Kambon is in Thailand’s northeast, a sprawling, populous region of rice paddies and small farms that was long ignored by successive governments in Bangkok. As Thailand’s economy boomed, and the country became one of Southeast Asia’s financial powerhouses, millions of farmers struggled in villages that had barely changed since the days of their grandparents.
But that changed under Thaksin, who was born in the north, and who used millions made as a telecommunications magnate to vault himself into politics. He became prime minister in 2001.

To his rural followers, Thaksin is a man who understands their plight and looked for ways to improve their lives.

To his many critics, he took a cold look at Thailand’s demographics, focusing on populous but poor regions where he knew government spending would make an immediate impact and bring followers.

The followers came in droves.

“The Thaksin government gave them concrete moments in their lives” where they saw real change, said David Streckfuss, an American scholar based in Thailand. “They also realized their power” in electing him over and over, he said.

Thaksin quickly became Thailand’s most popular politician, with that popularity holding on tightly after he was ousted in a 2006 military coup, and then after he went into exile to avoid a corruption conviction he says was politically motivated. He has not been back to Thailand since 2008.

The 2006 coup split Thailand’s social divisions wide open, and set the stage for years of on-and-off political turmoil. Since then, elections have been interspersed with carefully orchestrated chaos, weather by Thaksin’s “Red Shirts” or by the “Yellow Shirts” of the traditional elite.

The most recent trouble began in November, when the ruling party — led by Thaksin’s younger sister, Prime Minister Yingluck Shinawatra — tried to push an amnesty bill through Parliament. Critics said it was designed to allow Thaksin back into Thailand.

Even though the government backed down on the amnesty bill, protesters flooded into government buildings, trying to force the collapse of Yingluck’s government. The protesters, led by former Deputy Prime Minister Suthep Thaugsuban, say Thaksin voters are easily swayed by his populist policies, and they are demanding the creation of an unelected “people’s council” to administer the country.

The political standoff resulted in three days of intense clashes between protesters and police. But the clashes abruptly ended Tuesday and both both sides called an informal truce to celebrate the revered king’s 86th birthday on Thursday.

While he used his annual birthday speech to call for stability, King Bhumibol Adulyadej made no direct comments on the political crisis.
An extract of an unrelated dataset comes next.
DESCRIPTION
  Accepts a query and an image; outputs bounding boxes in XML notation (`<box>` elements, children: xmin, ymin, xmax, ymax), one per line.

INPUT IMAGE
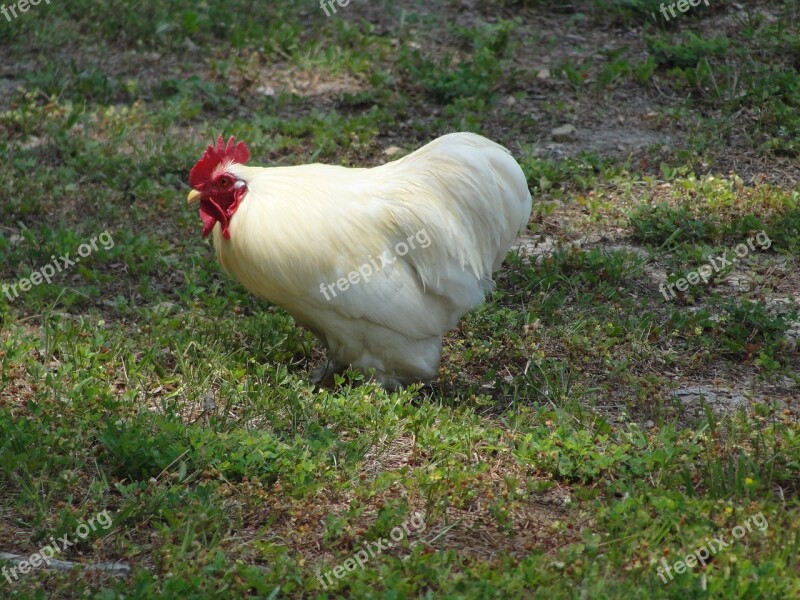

In Kambon, like everywhere else in Thailand, they’re waiting to see what will happen Friday, when the enforced unity of the royal birthday is over and politics will again rule. The autumn harvest is underway, and in the fields the air is sweet with the smell of freshly cut rice stalks.

No one here is eager for protests now, when there is so much work to do — major Red Shirt protests tend to coincide with the spring hot season, when farmers have more free time — but protest leader Suthep Thaugsuban has vowed that “our battle” will resume on Friday.

So they are closely watching what is happening in Bangkok.

Noothuan Wongthong, a 52-year-old farmer with a lilting voice and wool gloves to protect her hands from the dried rice stalks she hacked with a hand-made sickle, was working for a neighbor on a recent morning.

Like her neighbors, she can quickly list programs that have benefited her: the guaranteed price for rice, the loans, the medical care that has paid for repeated blood tests after she began to grow strangely tired. She worries what will happen if protesters drive Yingluck from power.

She’s got a new Yamaha scooter, and a 27-inch TV. She gets more money when she sells her own rice, and is paid more when she works for other farmers. She doesn’t want to lose her grip on the lower rungs of Thailand’s middle-class life.

“Before Thaksin, the money never reached us here,” she said. “Now it does.”